O Carf[2] tem assinalado que, entre todos os requisitos simultâneos para caracterização da relação de emprego, o mais importante é a subordinação, uma vez que nas relações comerciais também há onerosidade e pode haver não eventualidade.

E a pessoalidade não é mais relevante para tal distinção, em razão do artigo 129, da Lei 11.196/2005. Contudo, “não se pode, sob pena de ofensa ao direito, entender que qualquer forma de direção da prestação de serviços é a subordinação típica das normas trabalhistas”.

Há uma grande diferença entre: (i) a subordinação própria das relações de emprego, nas quais o empregado precisa obedecer às ordens diretivas do seu empregador, sem autonomia na execução dos trabalhos; e (ii) a subordinação contratual, na qual as partes ficam vinculadas às cláusulas do contrato estipuladas de forma bilateral por exercício regular da autonomia privada (observância ao princípio do pacta sunt servanda).

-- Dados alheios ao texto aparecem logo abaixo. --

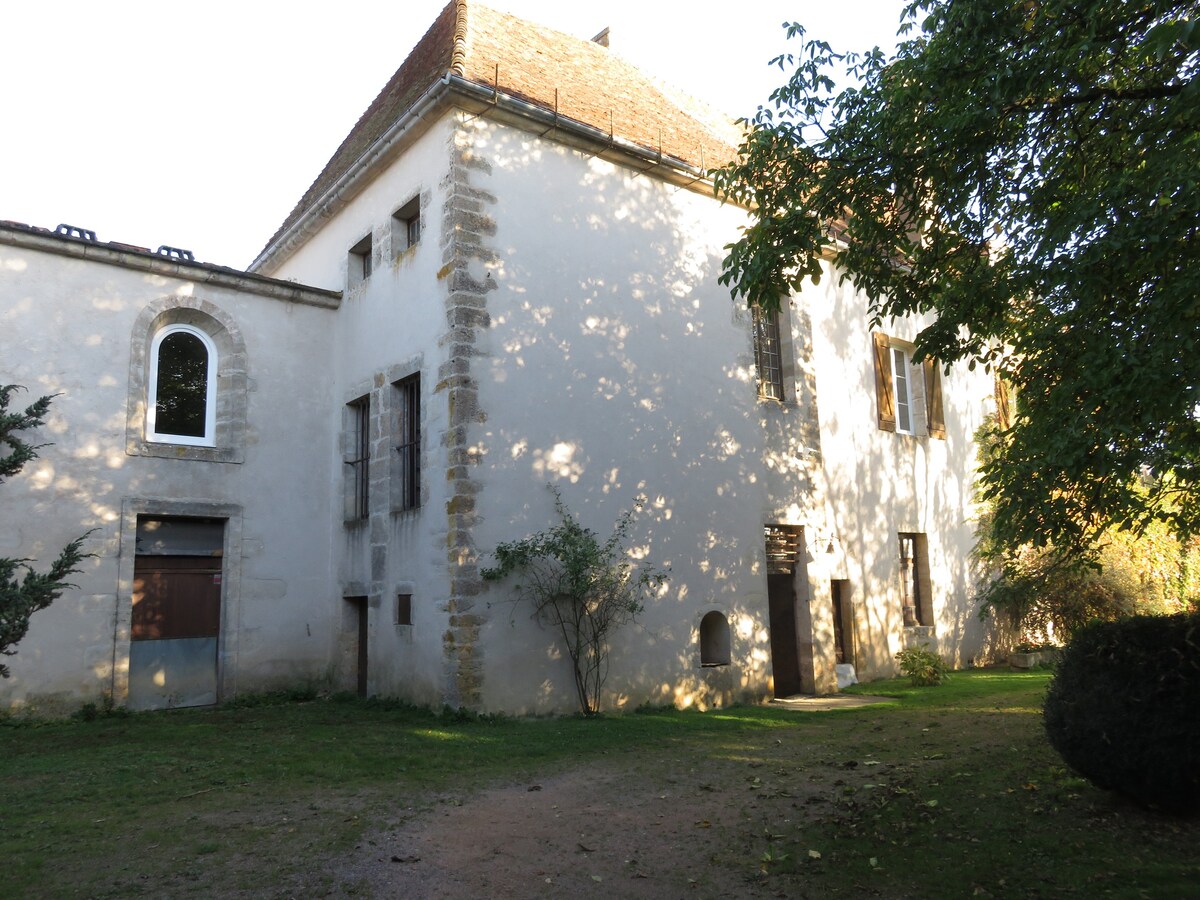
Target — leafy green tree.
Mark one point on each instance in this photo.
(1026, 172)
(24, 591)
(581, 587)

Em suma, a Receita Federal não tem feito a devida distinção entre aqueles que utilizam da figura de pessoa jurídica como meio de mascarar uma relação de emprego, daqueles que, amparados pelo artigo 129 da Lei 11.196/2005, utilizam-se da estrutura da pessoa jurídica de forma legítima.

É diante desse contexto que foi ajuizada a ADC 66, perante o STF, buscando a confirmação da constitucionalidade do referido dispositivo legal, destacando que, “expressa ou implicitamente, juízes e auditores da Receita Federal têm deixado de aplicar a norma em discussão para determinar a incidência, a pessoas jurídicas prestadoras de serviços intelectuais enquadradas nos pressupostos do art. 129 da Lei 11.196/2005, do estatuto fiscal e previdenciário das pessoas físicas”.

Em dezembro de 2020, o STF julgou procedente a ADC 66, asseverando que o dispositivo legal em comento está em harmonia com a “normatividade constitucional que abriga a liberdade de iniciativa como fundamento da República”, observando a possibilidade de aferição da regularidade da contratação em cada caso concreto, mediante questionamento judicial, tal como já assegura a parte final do preceito legal.

Assim, o artigo 129 da Lei 11.196/2005 é de observância obrigatória e deve ser respeitado pela Administração Tributária, que não pode escolher aplicá-lo ou não, tampouco ignorar a sua existência nos procedimentos fiscalizatórios (o que equivale igualmente à negativa de vigência).

Felizmente, o STF tem se posicionado de forma a validar as relações contratuais envolvendo prestadores que atuam por meio de pessoa jurídica, ainda que de forma personalíssima, como evidenciado por uma série de decisões em sede de reclamações[3], prestigiando a liberdade dos profissionais para estruturar e organizar suas atividades dentro do regime jurídico vigente, com fundamento na livre iniciativa.

Espera-se que a jurisprudência do STF, bem como o aprimoramento da jurisprudência administrativa sobre o tema, sirvam como freio aos excessos e arbitrariedades do fisco federal nas autuações realizadas sob a alcunha de pejotização, de forma que a opção legítima, baseada na livre iniciativa, de se exercer atividade profissional com autonomia por meio de pessoa jurídica seja respeitada, assim como seus efeitos jurídico-tributários.


[2] Acórdão 2201-004.378 – 03/04/2018.

[3] Rcl 66.121 – 19/12/2024; Rcl 58.665 – 02/07/2024; Rcl 63.449 – 09/05/2024; Rcl 64.445 – 04/04/2024.